Organisasi Konferensi Islam adalah salah satu fihak ketiga yang intensif dalam memperjungkan penyelesaian konflik Mindanao melalui jalur perundingan. Hal ini tercermin dalam forum pertemuan organisasi konferensi Islam senantiasa memperbincankan tentang perkembangan penyelesaian konflik Mindanao. Seperti yang tercermin dalam paparan berikut:
Pertama, OIC terlibat secara langsung dalam proses persiapan Tripoli Agrement 1976. Kedua, dalam IFCM ke 8, Mei 1977, di Tripoli, Misuari resmi diundang sebagai observer dalam OIC, pasca collapsenya Tripoli Agreement 1976, Ketiga, IFCM ke 9, April 1978, Dakar, Senegal, MNLF sebagai penandatangan Tripoli Agreement 1976 diakui OIC sebagai wakil resmi Muslim di Mindanao, keempat, dalam IFCM ke 10, May 1979, di Fez , Maroko, OIC mengancam membawa masalah Mindanao ke level internasional jika pemerintah Filipina terus melakukan invasi ke Mindanao, Kelima, dalam IFCM ke 11, April 1980, OIC mendukung perjuangan Bangsamoro untuk memperoleh “self of determination rights”, keenam, dalam IFCM ke 15 di Sana’a, Yaman, Desember 1984, status MNLF dari “legitimate representative” menjadi “sole legitimate representative” pasca menguatnya MILF, ketujuh, dalam SUmmit OIC di Kuwait, 26-29 Januari 1987, Ketua MNLF menandatangani Jeddah Accord, yang berisi pemberian otonomi penuh bagi Bangsamoro yang meliputi; Basilan, Sulu, Tawi-tawi dan Palawan., kedelapan, dalam IFCM ke 17 di Amman, Jordania, dukungan untuk memaksa pemerintah Filipina untuk mengimplementasikan Tripoli Agreement 1976, dan mengutuk tindakan represif pemerintah Filipina.
Kesembilan, dalam IFCM ke 18 di Riyadh, Arab Saudi, Maret 1989, OIC memberikan otoritas Quadripartite Ministerial Committee dan Sekretaris Jendral untuk turut menyelesaikan persoalan Mindanao.
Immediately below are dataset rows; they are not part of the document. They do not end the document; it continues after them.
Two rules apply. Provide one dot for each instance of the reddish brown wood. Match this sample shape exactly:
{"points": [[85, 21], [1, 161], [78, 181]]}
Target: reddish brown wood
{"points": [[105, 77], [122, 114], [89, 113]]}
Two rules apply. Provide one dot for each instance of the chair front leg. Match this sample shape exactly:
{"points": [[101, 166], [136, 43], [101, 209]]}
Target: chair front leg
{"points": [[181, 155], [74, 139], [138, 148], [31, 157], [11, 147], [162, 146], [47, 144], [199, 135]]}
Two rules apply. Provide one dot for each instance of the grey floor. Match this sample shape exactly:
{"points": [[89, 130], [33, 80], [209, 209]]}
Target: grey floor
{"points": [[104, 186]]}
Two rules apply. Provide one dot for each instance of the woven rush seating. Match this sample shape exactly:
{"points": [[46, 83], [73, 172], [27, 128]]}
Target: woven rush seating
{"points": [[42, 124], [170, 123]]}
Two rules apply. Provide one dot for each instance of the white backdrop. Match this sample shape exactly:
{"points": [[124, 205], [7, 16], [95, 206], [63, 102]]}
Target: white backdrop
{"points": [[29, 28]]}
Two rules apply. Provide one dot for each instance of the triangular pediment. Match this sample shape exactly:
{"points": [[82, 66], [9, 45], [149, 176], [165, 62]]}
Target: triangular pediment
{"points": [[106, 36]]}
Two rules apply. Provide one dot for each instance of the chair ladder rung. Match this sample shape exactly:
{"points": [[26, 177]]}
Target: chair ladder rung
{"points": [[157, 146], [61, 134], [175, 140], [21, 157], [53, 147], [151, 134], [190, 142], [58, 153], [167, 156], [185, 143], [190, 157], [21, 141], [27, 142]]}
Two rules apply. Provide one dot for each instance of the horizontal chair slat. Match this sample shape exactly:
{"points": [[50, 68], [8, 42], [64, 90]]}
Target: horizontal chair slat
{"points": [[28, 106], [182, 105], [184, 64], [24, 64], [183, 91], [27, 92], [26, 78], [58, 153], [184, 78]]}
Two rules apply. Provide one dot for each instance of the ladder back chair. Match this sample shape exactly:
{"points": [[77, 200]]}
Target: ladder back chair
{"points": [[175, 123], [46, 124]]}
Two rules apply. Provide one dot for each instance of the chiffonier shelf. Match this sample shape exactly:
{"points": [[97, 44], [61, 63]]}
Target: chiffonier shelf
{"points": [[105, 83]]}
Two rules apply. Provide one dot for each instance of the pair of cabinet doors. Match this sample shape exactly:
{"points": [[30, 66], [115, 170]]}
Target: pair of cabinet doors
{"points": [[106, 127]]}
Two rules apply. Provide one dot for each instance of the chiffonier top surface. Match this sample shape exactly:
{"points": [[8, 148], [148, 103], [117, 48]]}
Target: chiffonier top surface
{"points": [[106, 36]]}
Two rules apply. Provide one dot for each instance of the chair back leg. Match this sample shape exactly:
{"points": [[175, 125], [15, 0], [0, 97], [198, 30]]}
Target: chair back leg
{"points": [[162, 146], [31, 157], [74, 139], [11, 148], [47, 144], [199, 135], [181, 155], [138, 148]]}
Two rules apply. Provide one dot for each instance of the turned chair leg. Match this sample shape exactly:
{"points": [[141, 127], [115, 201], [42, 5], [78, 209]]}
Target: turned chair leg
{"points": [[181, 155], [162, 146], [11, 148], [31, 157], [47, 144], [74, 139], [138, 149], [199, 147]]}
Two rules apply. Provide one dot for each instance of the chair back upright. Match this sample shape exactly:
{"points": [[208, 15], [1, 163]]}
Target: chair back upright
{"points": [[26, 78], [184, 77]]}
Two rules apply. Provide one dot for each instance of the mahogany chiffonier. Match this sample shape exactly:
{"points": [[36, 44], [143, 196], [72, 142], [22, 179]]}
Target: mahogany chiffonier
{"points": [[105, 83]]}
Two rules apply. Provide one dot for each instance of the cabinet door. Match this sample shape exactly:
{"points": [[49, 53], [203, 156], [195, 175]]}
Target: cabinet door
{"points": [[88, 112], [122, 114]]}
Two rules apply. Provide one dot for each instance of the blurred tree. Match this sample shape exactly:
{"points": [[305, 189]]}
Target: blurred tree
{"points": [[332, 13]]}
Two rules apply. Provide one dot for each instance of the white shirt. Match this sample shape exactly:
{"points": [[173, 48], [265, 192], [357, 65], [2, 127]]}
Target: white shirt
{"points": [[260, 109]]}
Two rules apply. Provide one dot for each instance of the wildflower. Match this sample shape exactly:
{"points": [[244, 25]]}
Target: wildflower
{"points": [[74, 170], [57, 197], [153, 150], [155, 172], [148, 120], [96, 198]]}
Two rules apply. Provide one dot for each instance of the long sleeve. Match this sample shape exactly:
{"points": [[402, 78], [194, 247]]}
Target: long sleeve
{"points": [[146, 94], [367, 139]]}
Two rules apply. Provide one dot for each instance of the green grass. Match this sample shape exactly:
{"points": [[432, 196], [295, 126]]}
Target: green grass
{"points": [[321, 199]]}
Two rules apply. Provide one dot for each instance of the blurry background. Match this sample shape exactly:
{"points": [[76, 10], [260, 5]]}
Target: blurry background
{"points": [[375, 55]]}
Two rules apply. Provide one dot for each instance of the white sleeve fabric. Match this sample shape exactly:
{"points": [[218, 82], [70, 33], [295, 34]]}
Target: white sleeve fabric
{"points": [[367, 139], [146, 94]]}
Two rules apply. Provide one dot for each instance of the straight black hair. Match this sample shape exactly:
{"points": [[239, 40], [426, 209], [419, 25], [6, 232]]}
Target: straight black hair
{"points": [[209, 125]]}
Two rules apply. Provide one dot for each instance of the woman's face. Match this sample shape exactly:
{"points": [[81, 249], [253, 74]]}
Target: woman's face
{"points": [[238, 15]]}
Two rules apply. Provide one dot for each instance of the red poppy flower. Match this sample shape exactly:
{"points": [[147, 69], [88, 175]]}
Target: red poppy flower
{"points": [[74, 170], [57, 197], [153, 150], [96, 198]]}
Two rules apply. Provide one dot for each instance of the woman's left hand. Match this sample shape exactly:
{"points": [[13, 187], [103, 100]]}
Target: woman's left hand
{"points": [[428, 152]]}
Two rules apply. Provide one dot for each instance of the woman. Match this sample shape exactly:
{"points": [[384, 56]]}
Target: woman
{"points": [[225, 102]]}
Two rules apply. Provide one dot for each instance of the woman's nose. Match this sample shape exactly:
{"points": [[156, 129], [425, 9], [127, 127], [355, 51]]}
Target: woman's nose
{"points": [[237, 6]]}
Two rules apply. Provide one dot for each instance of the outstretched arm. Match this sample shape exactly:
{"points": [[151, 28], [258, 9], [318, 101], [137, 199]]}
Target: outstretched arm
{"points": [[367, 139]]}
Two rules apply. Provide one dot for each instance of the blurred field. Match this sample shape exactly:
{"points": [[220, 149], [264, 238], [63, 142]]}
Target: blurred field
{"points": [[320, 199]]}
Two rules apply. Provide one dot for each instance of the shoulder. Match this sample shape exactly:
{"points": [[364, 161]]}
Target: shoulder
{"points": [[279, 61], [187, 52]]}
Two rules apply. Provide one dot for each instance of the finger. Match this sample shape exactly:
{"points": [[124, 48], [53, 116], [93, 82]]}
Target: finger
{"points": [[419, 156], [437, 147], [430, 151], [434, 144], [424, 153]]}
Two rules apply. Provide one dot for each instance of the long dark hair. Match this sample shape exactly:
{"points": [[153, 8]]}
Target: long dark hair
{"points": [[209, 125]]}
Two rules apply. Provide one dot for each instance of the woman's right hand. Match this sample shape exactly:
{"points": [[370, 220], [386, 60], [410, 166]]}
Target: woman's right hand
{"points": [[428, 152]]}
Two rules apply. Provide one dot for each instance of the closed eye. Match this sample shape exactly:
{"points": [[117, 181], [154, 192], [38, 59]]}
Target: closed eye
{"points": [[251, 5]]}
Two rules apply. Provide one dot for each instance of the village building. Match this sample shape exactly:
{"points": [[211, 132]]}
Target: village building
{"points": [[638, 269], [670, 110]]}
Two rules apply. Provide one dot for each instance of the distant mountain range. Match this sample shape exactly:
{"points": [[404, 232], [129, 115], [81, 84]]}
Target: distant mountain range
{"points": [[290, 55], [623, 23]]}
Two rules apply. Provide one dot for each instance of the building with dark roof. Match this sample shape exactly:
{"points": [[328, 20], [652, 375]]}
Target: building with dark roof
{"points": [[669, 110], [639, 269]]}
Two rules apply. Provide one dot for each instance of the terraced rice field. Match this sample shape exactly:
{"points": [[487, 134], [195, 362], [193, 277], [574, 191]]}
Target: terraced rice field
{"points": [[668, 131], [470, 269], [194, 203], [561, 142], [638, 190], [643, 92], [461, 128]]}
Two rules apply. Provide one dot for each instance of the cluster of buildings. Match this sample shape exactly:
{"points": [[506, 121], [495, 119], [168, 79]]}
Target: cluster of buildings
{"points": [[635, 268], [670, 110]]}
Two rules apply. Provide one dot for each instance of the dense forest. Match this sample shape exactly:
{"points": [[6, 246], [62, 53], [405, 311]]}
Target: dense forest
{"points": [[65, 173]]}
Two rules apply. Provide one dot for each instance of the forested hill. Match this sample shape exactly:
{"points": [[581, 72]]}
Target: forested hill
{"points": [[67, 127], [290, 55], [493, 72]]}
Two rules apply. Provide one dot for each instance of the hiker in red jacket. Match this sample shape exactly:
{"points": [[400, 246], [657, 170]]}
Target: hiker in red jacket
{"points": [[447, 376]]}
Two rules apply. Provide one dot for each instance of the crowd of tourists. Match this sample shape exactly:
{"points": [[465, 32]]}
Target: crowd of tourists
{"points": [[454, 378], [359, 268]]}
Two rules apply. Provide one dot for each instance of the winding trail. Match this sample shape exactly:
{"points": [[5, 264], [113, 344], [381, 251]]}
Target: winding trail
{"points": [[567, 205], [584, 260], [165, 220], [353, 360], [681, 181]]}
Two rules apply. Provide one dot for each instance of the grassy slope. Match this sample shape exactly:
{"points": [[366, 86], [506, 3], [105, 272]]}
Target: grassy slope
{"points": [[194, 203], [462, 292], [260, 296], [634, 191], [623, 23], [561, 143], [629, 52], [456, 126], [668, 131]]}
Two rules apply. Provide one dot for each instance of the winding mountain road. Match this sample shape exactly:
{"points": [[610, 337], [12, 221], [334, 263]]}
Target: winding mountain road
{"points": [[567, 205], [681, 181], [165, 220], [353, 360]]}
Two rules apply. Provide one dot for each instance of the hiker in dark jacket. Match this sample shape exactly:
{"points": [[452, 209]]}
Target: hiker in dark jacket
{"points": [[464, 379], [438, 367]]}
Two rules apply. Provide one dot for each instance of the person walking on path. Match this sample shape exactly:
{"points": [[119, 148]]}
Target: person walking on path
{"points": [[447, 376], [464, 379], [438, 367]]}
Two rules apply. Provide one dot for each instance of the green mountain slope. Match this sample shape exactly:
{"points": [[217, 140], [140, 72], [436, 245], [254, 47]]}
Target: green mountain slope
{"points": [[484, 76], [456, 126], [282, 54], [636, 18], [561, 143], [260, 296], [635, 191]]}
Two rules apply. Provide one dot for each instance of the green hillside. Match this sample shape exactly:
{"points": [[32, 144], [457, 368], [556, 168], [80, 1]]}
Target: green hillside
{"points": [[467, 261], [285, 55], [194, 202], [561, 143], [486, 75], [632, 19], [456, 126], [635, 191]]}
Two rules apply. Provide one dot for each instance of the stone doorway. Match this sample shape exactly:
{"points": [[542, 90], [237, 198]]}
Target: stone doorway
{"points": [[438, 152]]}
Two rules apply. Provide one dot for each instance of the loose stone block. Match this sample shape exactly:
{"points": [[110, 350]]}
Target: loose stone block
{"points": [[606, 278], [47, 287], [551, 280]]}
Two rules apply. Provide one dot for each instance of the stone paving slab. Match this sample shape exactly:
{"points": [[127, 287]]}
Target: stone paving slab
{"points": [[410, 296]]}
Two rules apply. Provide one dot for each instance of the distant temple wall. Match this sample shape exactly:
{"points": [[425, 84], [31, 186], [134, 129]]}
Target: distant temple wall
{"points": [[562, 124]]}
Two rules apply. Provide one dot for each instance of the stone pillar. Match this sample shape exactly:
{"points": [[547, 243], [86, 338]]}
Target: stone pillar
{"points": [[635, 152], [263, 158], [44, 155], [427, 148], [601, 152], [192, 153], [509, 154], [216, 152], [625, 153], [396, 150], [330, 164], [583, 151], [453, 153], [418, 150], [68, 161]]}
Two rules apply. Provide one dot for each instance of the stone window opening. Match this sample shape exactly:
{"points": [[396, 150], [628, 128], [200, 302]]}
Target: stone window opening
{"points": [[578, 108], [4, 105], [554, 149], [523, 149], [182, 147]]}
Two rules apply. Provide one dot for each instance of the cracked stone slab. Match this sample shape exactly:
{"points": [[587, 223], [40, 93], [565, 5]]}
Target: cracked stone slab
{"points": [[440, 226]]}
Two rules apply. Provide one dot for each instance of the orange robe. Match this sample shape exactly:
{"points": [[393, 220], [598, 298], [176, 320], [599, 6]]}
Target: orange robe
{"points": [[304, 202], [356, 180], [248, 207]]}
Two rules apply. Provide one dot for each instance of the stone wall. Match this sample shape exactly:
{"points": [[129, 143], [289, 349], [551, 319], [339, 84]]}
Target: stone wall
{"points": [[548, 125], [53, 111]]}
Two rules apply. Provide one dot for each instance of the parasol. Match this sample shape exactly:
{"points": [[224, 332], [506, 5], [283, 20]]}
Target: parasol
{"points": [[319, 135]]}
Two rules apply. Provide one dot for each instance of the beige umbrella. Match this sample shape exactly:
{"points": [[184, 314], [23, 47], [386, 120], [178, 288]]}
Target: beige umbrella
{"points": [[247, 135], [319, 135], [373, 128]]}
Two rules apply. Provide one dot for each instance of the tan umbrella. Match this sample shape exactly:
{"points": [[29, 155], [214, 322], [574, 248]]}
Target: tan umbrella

Kesepuluh, dalam IFCM ke 20, di Istambul Turki, Agustus 1991, OIC mendesak pemerintah Filipina untuk mengimplementasikan Tripoli Agreement, yang telah disepakati oleh GRP, MNLF dan OIC, kesebelas, dalam IFCM ke 21, di Karachi, Pakistan, April, 1993, mendesak penyelesaian Mindanao melalui negosiasi kembali, dan keduabelas, dalam IFCM ke 22, di Casablanca, Maroko, menyiapkan pelaksanaan negosiasi antara GRP, MNLF dan OIC di tahun 1996.